The Irish Times view on the Department of Justice: the real tests are ahead
Having overhauled how it works, the department must now be ready to act in areas where it was for too long protective of the status quo
Minister for Justice Helen McEntee at the launch of the Department of Justice’s plan for 2021 at Government Buildings. Photograph: Dara Mac Dónaill
The Department of Justice is still in recovery mode following a spate of controversies that resulted in the departures of ministers, secretaries general and Garda commissioners. A damning report in 2018 found that there was a complete lack of accountability among officials in the department, that its structures were not fit for purpose and that there was limited performance measurement within it. The report painted a picture of a closed, defensive-minded organisation built around the needs of decades ago and struggling to cope with the disparate and complex challenges it faced.
It will require a long, sustained battle to take on the vested interests in the legal profession who have an interest in ensuring nothing changes
Those structures have been overhauled in the past two years. The department is under new management, some of its functions have been moved elsewhere and its policy documents now emphasise things such as service delivery and transparency – the latter not a word traditionally associated with the Department of Justice. A comprehensive action plan for the year ahead, published on Monday by Minister for Justice Helen McEntee, is another welcome sign of the changed environment. In content and form, it’s an ambitious agenda, with individual timeframes for progress on 240 measures.

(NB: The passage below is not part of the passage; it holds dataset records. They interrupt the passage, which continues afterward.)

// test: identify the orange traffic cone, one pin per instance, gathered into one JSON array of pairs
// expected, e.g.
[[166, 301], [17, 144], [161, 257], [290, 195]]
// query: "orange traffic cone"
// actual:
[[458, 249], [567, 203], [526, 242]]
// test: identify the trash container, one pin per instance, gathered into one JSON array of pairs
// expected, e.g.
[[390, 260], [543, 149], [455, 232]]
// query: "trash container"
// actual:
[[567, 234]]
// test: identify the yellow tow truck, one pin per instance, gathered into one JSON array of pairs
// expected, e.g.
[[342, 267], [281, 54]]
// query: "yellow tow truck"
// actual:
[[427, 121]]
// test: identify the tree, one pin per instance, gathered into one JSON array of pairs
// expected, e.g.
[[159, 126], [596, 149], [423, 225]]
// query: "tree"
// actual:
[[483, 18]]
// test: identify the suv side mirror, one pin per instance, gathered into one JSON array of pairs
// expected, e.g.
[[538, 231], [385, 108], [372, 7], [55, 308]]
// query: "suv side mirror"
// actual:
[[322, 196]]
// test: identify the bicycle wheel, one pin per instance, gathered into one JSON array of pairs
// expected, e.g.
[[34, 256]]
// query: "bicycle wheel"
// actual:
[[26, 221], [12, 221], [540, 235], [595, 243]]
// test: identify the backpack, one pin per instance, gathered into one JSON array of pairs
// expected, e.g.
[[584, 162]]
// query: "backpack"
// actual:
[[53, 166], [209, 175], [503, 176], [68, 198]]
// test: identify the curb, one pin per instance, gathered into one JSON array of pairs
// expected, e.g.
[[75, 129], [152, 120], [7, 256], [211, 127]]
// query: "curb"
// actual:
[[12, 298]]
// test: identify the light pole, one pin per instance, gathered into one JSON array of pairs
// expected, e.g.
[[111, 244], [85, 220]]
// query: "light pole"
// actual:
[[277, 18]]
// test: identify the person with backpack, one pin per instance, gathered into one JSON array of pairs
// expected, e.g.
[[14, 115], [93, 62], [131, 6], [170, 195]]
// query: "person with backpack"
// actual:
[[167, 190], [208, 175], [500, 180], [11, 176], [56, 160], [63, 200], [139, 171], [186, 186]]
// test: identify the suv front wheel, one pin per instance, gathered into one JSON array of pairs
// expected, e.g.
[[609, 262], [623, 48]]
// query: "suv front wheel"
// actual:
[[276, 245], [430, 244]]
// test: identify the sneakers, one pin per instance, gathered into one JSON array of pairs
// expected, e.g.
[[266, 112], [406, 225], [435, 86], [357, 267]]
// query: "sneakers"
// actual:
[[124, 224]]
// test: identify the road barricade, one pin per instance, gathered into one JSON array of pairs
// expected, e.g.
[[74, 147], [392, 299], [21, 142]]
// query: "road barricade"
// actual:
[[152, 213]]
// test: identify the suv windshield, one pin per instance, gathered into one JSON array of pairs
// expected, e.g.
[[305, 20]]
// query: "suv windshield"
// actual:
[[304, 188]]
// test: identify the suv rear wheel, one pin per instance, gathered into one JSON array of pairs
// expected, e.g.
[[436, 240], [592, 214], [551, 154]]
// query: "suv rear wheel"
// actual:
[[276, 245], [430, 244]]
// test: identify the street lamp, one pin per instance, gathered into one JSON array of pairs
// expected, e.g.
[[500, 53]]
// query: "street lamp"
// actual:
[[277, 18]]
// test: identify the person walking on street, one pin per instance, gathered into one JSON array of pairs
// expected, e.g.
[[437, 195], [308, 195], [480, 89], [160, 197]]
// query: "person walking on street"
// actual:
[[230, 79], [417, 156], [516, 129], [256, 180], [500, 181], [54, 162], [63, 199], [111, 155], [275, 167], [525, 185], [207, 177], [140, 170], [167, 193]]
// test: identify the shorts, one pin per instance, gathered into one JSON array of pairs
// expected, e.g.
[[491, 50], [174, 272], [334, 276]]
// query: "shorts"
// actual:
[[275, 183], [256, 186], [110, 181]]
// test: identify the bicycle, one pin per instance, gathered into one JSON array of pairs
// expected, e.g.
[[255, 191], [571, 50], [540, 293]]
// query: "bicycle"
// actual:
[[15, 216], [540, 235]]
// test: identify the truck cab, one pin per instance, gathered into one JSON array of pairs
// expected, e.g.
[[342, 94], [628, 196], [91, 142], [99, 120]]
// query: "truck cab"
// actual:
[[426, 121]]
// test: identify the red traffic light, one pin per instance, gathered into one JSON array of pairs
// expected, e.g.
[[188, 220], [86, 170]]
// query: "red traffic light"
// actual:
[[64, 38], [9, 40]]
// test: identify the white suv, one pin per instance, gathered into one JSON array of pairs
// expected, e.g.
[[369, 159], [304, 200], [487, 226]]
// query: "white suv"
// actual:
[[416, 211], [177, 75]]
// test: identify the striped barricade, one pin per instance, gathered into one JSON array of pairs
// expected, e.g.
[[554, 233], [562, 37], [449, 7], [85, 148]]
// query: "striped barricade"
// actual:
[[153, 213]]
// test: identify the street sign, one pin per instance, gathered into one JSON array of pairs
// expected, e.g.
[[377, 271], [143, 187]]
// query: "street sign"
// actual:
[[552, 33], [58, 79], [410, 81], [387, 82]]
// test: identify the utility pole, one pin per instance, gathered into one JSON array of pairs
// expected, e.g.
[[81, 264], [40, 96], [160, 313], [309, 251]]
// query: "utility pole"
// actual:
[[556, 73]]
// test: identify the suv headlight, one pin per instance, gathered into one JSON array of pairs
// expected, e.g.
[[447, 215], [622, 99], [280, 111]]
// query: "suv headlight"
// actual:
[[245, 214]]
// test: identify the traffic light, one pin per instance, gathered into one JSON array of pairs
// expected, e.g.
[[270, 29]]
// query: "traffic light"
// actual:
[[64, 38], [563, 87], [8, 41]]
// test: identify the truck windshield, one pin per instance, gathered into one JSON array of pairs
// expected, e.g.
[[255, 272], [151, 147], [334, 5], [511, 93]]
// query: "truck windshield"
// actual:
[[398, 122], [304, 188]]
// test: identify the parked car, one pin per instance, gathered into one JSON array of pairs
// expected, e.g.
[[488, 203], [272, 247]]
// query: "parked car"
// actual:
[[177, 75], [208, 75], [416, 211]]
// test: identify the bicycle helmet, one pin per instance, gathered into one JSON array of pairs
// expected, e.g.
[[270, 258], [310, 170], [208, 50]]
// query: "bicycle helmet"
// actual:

Some are old ideas, or have been in train for some time, but others are new. A scheme for the regularisation of long-term undocumented migrants and reform of judicial appointments – two areas where the department’s record is abysmal – are welcome and long overdue.
The plan prompts a big question, however. With 240 different things to do, it’s difficult to discern where the priorities lie. No minister has the time, energy or political capital to take on everything. So while it is good to hear McEntee talk about the problem of exorbitant legal fees, for example, it will require a long, sustained battle to take on the vested interests in the legal profession who have an interest in ensuring nothing changes. The Department of Justice has shown it can change how it organises itself. The real test will be whether it is now prepared to act in areas where it was for too long protective of the status quo.